The goal is to write my own server and client software in Common Lisp. Here are the rules:
- I must write any features or capability defined by the HTTP standard myself.
- I may use existing code and libraries for additional features or helper code not specified by the HTTP standard.
- I must focus on standard compliance and correctness
- I should not prioritize performance (speed), especially not before the server is fully capable (whoops)
Here are some of the components I will implement myself (some of which I haven't yet discussed yet):
- HTTP/1.1 message parsing
- Chunked Transfer encoding; I'll cover this in a later post
- A minimal and extensible HTTP server that behaves in accordance with the HTTP/1.1 standard and is capable of handling multiple connections in parallel. The server will be able to serve content to clients, including web browsers.
- A low level, minimal and extensible HTTP client that behaves in accordance with the HTTP/1.1 standard.

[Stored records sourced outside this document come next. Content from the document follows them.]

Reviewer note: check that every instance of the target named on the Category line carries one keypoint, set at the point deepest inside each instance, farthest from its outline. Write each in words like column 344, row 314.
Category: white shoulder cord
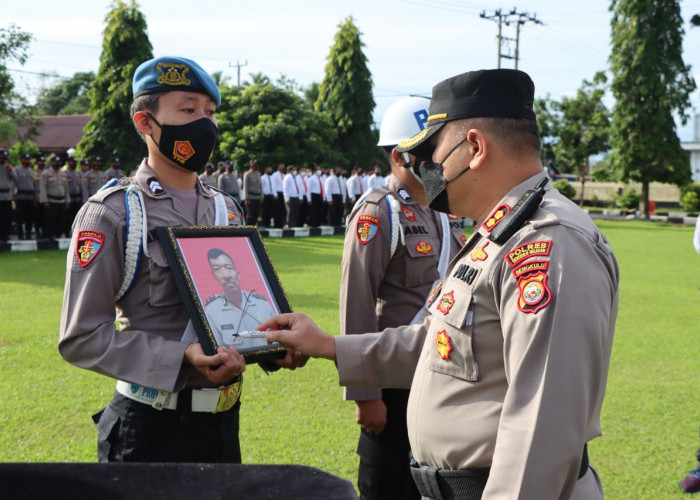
column 396, row 229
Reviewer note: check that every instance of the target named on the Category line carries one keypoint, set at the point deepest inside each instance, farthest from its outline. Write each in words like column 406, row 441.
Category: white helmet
column 404, row 119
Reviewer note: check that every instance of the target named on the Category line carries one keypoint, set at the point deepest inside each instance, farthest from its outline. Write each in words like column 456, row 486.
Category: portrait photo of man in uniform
column 230, row 287
column 234, row 314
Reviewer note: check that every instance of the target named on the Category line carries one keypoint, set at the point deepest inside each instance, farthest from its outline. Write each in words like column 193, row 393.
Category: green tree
column 274, row 125
column 14, row 44
column 651, row 83
column 346, row 94
column 125, row 45
column 583, row 128
column 69, row 97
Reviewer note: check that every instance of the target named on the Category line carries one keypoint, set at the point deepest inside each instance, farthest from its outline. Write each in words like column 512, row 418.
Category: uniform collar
column 147, row 179
column 516, row 193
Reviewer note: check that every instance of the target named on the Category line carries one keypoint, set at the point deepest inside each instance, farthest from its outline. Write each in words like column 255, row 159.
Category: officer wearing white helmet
column 394, row 247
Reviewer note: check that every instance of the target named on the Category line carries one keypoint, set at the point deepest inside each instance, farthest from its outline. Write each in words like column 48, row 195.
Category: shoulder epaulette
column 113, row 186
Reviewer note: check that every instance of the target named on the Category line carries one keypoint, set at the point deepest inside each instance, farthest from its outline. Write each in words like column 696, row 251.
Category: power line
column 519, row 18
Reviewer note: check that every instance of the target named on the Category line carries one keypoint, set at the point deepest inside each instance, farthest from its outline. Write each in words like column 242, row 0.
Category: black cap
column 491, row 93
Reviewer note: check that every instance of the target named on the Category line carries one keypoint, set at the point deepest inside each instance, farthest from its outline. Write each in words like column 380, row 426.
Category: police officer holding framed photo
column 172, row 403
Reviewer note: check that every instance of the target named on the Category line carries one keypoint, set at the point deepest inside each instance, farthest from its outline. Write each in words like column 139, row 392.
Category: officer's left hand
column 292, row 360
column 219, row 368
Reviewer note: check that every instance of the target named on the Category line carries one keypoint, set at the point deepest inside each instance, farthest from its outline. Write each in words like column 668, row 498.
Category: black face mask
column 434, row 182
column 189, row 145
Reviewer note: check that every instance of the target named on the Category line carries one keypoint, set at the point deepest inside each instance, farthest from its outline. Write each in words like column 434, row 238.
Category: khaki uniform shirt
column 8, row 181
column 511, row 366
column 147, row 349
column 378, row 290
column 93, row 180
column 26, row 177
column 227, row 319
column 53, row 187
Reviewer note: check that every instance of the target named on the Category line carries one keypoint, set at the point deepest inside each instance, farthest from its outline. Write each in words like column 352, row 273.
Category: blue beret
column 164, row 74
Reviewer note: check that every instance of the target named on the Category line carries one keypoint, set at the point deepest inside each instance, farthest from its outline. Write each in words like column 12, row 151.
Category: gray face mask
column 434, row 183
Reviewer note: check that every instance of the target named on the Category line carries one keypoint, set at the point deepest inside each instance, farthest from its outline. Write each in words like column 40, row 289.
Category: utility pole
column 519, row 18
column 238, row 67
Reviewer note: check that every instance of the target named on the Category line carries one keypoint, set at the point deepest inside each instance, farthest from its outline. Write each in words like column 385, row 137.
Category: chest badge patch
column 424, row 247
column 88, row 246
column 367, row 228
column 496, row 217
column 446, row 302
column 534, row 293
column 479, row 253
column 410, row 214
column 182, row 151
column 527, row 250
column 443, row 343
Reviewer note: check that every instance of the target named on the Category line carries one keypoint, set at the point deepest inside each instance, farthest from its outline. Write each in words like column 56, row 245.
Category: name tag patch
column 88, row 246
column 367, row 228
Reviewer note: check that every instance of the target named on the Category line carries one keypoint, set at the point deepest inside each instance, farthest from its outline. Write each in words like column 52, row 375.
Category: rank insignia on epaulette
column 410, row 214
column 527, row 250
column 424, row 247
column 479, row 253
column 496, row 217
column 88, row 245
column 367, row 228
column 173, row 74
column 443, row 342
column 446, row 302
column 154, row 186
column 534, row 293
column 433, row 293
column 182, row 151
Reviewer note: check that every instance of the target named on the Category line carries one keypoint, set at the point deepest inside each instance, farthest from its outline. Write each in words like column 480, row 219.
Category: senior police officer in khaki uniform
column 511, row 365
column 54, row 195
column 234, row 314
column 171, row 405
column 394, row 247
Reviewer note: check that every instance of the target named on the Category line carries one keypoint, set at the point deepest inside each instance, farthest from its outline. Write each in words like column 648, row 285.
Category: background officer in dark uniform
column 26, row 197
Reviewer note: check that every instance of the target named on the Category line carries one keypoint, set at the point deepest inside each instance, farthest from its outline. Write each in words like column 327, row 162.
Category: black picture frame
column 218, row 319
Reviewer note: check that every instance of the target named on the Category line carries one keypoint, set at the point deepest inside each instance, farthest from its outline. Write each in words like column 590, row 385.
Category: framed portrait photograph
column 229, row 287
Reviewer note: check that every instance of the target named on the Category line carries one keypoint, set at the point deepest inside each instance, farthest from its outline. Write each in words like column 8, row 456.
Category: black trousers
column 252, row 213
column 316, row 210
column 335, row 211
column 278, row 211
column 5, row 219
column 130, row 431
column 384, row 471
column 71, row 213
column 293, row 212
column 268, row 201
column 54, row 220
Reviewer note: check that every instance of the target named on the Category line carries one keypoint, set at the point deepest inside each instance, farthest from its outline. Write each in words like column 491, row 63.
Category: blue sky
column 410, row 44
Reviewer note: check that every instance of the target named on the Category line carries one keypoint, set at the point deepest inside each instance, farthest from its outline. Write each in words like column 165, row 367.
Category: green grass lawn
column 650, row 417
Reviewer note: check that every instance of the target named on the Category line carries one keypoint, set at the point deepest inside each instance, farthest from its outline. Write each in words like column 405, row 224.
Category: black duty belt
column 463, row 484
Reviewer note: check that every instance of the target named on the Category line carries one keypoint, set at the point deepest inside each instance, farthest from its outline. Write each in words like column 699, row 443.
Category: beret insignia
column 173, row 74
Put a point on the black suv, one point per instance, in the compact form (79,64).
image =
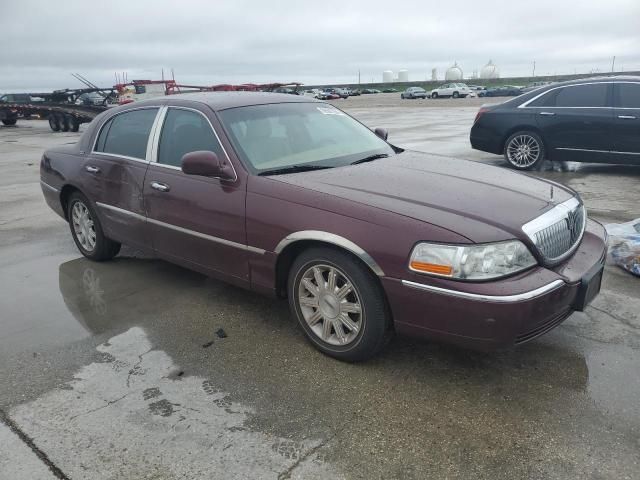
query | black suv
(588,120)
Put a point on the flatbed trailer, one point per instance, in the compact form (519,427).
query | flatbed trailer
(62,112)
(61,116)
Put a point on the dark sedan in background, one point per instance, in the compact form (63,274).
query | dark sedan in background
(290,196)
(588,120)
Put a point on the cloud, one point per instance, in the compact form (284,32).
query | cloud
(209,42)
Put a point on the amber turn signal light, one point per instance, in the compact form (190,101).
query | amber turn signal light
(432,268)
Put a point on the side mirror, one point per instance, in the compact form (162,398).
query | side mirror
(382,133)
(206,164)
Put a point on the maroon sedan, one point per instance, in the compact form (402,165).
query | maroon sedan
(290,196)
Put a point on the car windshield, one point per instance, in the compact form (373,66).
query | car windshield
(293,135)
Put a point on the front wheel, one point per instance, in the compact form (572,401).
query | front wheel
(87,232)
(339,304)
(524,150)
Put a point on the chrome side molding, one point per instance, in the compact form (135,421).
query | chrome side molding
(186,231)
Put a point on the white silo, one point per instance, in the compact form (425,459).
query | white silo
(454,73)
(489,71)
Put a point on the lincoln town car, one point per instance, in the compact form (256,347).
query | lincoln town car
(289,196)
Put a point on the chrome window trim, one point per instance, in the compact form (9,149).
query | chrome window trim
(126,157)
(526,104)
(551,217)
(334,239)
(155,133)
(518,297)
(186,231)
(158,132)
(46,185)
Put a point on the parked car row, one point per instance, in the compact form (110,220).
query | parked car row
(587,120)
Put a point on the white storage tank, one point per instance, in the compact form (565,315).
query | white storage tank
(489,71)
(454,73)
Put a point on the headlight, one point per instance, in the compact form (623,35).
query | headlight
(471,262)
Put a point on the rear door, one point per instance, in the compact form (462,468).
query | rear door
(626,138)
(199,221)
(113,174)
(576,121)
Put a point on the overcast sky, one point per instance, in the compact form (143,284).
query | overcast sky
(320,42)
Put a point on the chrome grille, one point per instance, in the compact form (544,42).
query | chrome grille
(558,232)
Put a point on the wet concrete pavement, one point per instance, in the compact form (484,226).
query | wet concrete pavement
(114,370)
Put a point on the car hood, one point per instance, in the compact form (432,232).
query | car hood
(481,202)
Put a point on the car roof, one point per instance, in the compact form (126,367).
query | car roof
(598,79)
(224,100)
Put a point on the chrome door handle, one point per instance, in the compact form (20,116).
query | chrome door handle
(162,187)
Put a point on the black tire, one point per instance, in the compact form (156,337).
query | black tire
(64,122)
(104,248)
(529,159)
(54,123)
(374,318)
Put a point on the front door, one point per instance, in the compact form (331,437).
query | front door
(113,174)
(576,122)
(627,122)
(192,219)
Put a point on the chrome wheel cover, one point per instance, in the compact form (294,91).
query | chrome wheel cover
(523,151)
(83,226)
(330,304)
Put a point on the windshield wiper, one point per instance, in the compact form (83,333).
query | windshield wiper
(294,169)
(370,158)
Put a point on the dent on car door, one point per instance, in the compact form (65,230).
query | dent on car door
(194,219)
(576,121)
(113,174)
(627,122)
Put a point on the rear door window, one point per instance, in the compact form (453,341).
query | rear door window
(628,95)
(185,131)
(127,134)
(590,95)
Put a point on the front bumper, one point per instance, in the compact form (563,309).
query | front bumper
(494,315)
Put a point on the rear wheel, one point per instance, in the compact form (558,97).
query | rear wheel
(86,230)
(65,126)
(338,304)
(74,124)
(524,150)
(54,124)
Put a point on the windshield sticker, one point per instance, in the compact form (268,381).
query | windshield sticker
(330,111)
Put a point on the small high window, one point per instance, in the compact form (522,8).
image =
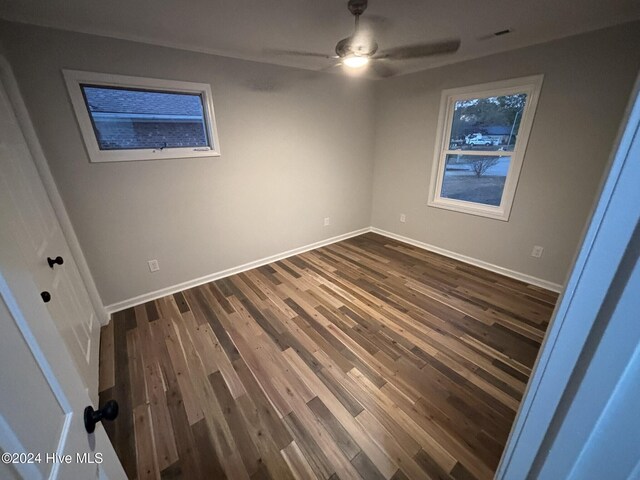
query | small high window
(130,118)
(481,140)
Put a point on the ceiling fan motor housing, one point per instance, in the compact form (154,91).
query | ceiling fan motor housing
(347,46)
(357,7)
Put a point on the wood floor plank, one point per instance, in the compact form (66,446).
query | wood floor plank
(364,359)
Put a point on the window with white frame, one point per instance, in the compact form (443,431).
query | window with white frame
(481,140)
(125,118)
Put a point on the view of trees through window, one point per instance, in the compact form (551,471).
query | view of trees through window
(481,126)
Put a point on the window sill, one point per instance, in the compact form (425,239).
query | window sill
(495,213)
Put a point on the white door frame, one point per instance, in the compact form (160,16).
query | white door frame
(610,231)
(28,130)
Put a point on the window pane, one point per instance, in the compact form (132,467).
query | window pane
(490,123)
(475,178)
(126,119)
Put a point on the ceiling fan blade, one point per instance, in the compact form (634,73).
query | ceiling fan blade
(381,69)
(298,53)
(420,50)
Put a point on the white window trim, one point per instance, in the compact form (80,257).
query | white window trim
(529,85)
(74,78)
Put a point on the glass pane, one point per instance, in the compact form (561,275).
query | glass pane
(490,123)
(475,178)
(126,119)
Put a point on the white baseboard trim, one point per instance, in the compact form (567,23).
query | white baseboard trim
(539,282)
(131,302)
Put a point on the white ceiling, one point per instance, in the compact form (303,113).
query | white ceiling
(245,29)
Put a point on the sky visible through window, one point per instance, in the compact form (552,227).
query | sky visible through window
(489,124)
(126,119)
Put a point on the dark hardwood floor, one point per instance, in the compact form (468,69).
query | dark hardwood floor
(368,358)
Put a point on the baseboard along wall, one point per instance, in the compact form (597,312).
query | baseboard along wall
(115,307)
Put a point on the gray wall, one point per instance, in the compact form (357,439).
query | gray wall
(587,82)
(296,147)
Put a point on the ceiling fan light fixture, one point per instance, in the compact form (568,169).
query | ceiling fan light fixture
(355,61)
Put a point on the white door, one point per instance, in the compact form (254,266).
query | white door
(36,230)
(48,351)
(42,398)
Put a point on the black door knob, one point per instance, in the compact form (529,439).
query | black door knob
(108,412)
(55,261)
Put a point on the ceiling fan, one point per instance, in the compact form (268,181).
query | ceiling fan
(360,49)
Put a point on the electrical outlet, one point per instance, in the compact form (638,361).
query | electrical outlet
(537,251)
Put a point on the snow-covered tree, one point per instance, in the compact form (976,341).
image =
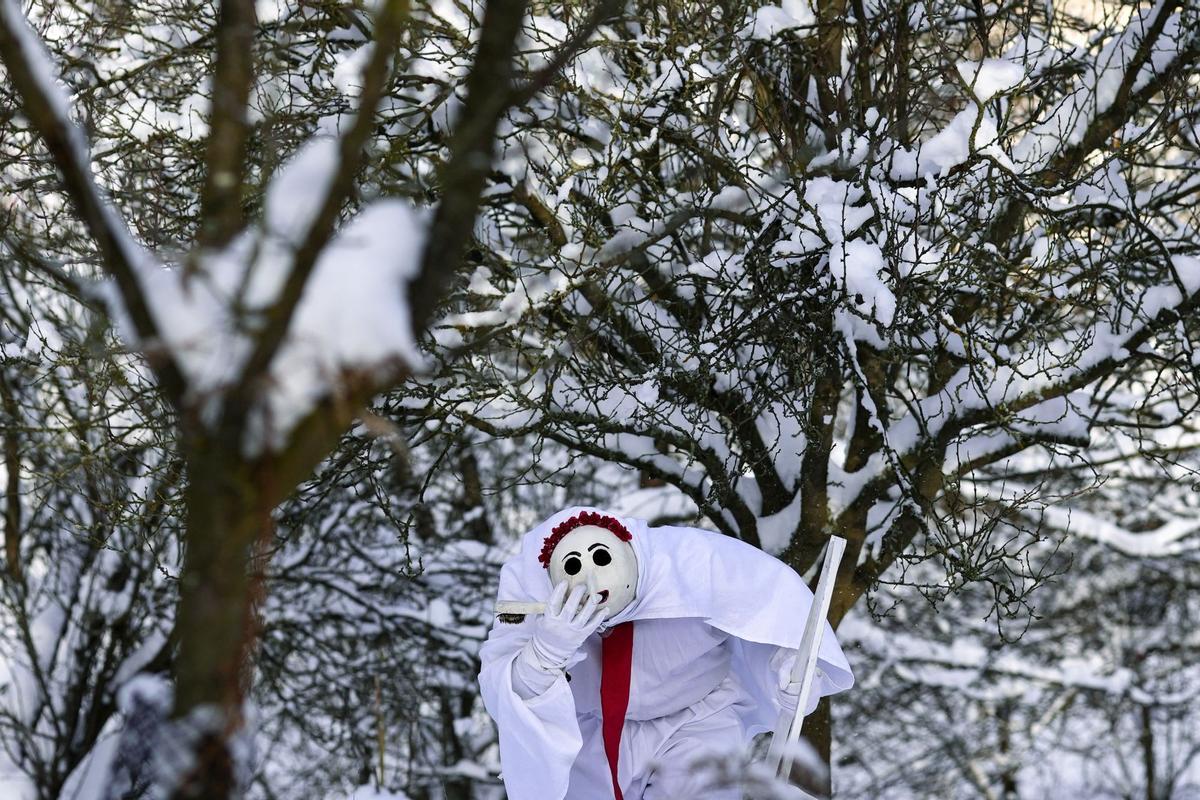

The client will be able to download and upload content from the web.
I may implement support for:
- WebSockets
- HTTP/2 (again, pipe dream)
I may use existing libraries to support:
- TLS
I will not be implementing:
- DNS, TCP, or IP (of course, since these are handled by the OS)
- Support for HTTP versions below HTTP/1.1 (sheesh, update your software)
- Data compression (…though this would be a fun aside, separately)
- Anything even remotely close to a browser that renders content or understands HTML, CSS, or JavaScript.
Anyway, that's it. Wish me luck. If you don't hear from me on this again, maybe I gave up. See you on the flip.
Footnotes:
Okay, this is oversimplified, but it's a useful simplification. Websites can also be stored or duplicated across multiple computers, or generated on the fly, or generated locally by your browser using JavaScript. Still, the instructions to do this ultimately sit on someone else's computer(s).
TCP can also facilitate communication between a software client and server on the same computer. This is kinda no different to TCP connections between different computers; the client software just requests data from its own computer's IP address on a particular port. There's a special IP address that always refers to "this computer" (127.0.0.1) that prevents the data having to go through other network devices at all.
Think of it like a river of binary data flowing between computers over the network, in chunks of 8 bits called a byte. We generally don't have to think too much about how to turn data (text, files) into bytes; we have existing interfaces that do this for us.
HTTP/3 does require it, but it's also built on top of UDP and not TCP, so that's fun.
In fact you don't need an IP address to register a domain. You can just register it and hold on to it without using it. You may do this in good faith, for example because you have plans for a future website. Some people do this to re-sell domains that are or may become high-value; this is called domain squatting. Don't do that, probably.
If you're curious about how text becomes or is represented as bytes, congrats, you've discovered character encoding. Godspeed.
In fact, there are other ways to indicate to the client when to stop reading the data, but we'll cover that later.